Una ruota capovolta rinfresca la mia testa rotta e danza correndo nella Terra pruriginosa senza arrotare coltelli per tagliare salami in una schiena nuda e sensuale di donna.
Cinquanta sfumature, non si può più dire, come forza italia. Ci rubano le parole e con esse i concetti. E con essi le emozioni. Ma noi balleremo finché non sarà notte. Finché non sparirà il sole. Aspettami e balleremo insieme finché il mondo non berrà il calice dell’Apocalisse.

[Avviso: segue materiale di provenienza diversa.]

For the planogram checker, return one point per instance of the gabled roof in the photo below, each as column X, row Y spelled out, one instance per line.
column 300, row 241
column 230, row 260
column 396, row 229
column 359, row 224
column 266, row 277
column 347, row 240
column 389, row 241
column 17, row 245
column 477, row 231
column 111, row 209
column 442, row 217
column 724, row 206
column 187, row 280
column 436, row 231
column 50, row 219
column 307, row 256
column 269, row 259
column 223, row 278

Dammi la tua schiena. Dammi la tua bocca. Andremo nel mondo del verme verde e giocheremo a dadi con Dio. Sorrido pensando alla teoria della relatività del cioccolato. Per giustificare la nostalgia dei tori e dei cavolfiori. Ma perché? Le domande sono più belle delle risposte. E il delirio altro non è che una grande domanda che rimbomba in una campana che suona a morto per vivere tutto in questo momento. Perché non può essere altrimenti? Perché corro in un’autostrada di sole bruciante sudando e bevendo rospi e falene con la diarrea.
Vado in bagno a vomitare pezzi di anima e canto un canto celtico per giorni pazzi come un bambino che si chiede come invecchierà quando sarà nonno di bambini come lui. Facce che mi girano intorno e ridono come pazzi che ridono come pazzi. Mi amerai ancora ? onestamente non me ne importa molto. Ma non prendertela in fondo dobbiamo ancora fare l’amore. Dammi la tua bocca per farmi uno spinello di farina di frumento biologico.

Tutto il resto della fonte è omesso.